然而,內部消息人士就向老紀明確指出,「樣本」之說實屬子虛烏有,根本不符事實!更直指「在書店大量回收舊版(敏感)的事,肯定是真的!」

老紀周五就將中華書局的聲明電郵給原著作者高馬可,他看過後共作了四點回應。首先,他強調自己從不知中華書局打算在內地發行該書(not aware that Chung Hwa had any intention of distributing the book in the mainland);再者,他認為即使在內地發行也不應該刪改(I would have been happy for it to be distributed there, but not with the changes that were made in the second edition)。

他透露,中華書局周五有向他解釋並道歉,同時明確指出,「我驚訝、失望及關注事情。

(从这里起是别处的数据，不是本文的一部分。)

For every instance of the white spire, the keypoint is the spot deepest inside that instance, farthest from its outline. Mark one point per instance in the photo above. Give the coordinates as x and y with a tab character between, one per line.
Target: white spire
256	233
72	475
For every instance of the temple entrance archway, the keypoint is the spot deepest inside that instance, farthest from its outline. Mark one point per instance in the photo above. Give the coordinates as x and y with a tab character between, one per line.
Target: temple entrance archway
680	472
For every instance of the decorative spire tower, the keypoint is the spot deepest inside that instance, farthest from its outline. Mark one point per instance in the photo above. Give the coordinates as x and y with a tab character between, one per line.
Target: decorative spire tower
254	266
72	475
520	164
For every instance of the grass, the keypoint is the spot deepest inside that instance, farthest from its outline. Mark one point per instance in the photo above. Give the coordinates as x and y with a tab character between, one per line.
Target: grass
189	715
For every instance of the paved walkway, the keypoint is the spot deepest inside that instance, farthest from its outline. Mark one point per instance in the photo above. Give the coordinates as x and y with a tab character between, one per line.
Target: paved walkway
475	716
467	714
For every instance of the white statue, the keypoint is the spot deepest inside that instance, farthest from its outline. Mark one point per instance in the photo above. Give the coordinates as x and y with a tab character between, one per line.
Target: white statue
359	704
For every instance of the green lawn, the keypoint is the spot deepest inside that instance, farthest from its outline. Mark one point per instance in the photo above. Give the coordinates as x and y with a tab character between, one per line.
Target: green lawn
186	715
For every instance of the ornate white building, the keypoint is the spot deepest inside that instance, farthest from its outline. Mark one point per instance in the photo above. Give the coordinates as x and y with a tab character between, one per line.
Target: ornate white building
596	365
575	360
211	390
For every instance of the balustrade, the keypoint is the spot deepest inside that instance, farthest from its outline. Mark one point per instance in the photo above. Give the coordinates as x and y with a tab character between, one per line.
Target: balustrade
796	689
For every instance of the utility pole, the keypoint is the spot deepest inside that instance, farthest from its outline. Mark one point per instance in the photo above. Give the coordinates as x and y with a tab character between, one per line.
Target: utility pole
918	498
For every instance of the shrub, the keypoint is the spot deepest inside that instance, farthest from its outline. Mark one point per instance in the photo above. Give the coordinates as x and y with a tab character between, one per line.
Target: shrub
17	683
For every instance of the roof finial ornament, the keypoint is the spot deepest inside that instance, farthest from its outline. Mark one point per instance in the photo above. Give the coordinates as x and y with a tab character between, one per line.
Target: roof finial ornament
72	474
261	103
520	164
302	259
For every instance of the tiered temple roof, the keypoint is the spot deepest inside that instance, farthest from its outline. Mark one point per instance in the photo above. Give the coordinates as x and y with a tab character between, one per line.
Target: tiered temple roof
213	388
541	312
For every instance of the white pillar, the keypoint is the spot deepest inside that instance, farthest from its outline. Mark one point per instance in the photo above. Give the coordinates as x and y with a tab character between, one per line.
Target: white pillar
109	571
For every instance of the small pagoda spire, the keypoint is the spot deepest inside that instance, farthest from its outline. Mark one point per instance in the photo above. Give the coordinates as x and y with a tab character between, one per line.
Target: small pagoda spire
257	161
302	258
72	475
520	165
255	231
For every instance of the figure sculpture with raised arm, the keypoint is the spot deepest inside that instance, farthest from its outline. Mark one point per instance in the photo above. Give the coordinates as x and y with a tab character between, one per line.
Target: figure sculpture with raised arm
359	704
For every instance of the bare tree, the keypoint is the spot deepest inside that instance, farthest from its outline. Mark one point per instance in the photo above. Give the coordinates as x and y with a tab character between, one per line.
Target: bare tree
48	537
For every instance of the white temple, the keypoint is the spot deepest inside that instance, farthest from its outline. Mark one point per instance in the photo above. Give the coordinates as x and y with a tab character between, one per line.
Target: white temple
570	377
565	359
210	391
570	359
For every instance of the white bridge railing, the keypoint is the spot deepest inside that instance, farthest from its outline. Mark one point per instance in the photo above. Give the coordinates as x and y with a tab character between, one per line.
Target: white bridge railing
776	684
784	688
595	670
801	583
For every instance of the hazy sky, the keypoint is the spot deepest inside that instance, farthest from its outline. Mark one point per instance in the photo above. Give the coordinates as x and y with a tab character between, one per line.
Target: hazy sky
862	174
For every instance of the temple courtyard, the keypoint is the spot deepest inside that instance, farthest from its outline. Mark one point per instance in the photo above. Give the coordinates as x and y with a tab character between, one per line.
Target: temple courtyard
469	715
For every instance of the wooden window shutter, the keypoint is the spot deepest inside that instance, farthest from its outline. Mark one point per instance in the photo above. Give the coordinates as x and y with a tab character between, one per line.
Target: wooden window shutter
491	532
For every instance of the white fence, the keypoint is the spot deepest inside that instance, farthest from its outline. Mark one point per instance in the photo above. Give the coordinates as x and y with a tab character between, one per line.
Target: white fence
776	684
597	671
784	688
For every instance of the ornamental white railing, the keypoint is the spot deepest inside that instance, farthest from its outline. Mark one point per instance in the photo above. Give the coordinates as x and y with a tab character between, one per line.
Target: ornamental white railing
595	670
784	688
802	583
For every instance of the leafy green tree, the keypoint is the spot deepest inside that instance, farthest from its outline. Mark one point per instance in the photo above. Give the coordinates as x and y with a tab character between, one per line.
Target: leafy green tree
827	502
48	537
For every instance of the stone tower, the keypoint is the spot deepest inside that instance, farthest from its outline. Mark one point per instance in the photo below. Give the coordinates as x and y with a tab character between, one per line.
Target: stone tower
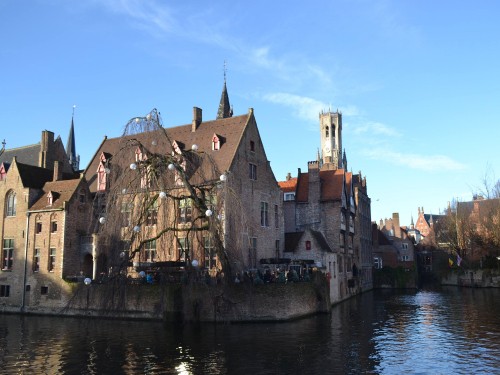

驚訝和失望,是因對第二個版本,我未獲知會(而如果我預先知道,很可能不會批准)。我關注事情,是因為這損害了本書的信實;修訂版的讀者不能讀到原裝及經授權內容;這很壞地反映了香港言論自由的聲譽。老實說,我從未聽過會有出版社會在未知會作者的情況下,這樣作出修改。」(I am surprised, disappointed, and concerned. Surprised and disappointed because I was not consulted or informed about this second version (which I would most certainly have not approved). Concerned because a) this damages the integrity of the book; b) readers of the amended version will not be able to read what was in the original, authorized version; and c) this reflects badly on Hong Kong's reputation for freedom of expression. Frankly, I have never heard of a publisher making changes like this without consulting the author.)至於會否採取任何包括法律上的行動,高馬可則未有決定。

高馬可亦在同日回覆《主場新聞》查詢,直指「第二版(和諧版)肯定不是我批准的那個版本」(The second version is certainly not the same as the one I approved.) 而且希望中華書局能作解釋並回收所有「和諧版」。換言之,出版社在未知會作者的情況下,就大幅度刪改《香港簡史》的敏感內容。

事實是,中華書局的回應,恐怕更是欲蓋彌彰。老紀追查及請教出版界朋友,就最少可以歸納出六大漏洞,老紀就在此為大家逐一分析,好讓大家自行判斷,究竟中華書局的回應是否可信。

首先,一本「因應內地版權洽談需要」而製作的樣本,其對象明顯就是內地人,那何解該書是以繁體字印刷?既然希望與內地人洽談版權,起碼要他們看得明白吧,為何不製作簡體字版本?老紀就此問過中華書局,得到的回覆是「《香港簡史》中文版剛於7月中才出版,為趕及書展時洽談內地版權,同時也不一定需要簡體字才可洽談版權,故沒有就是次樣書製作簡體版」。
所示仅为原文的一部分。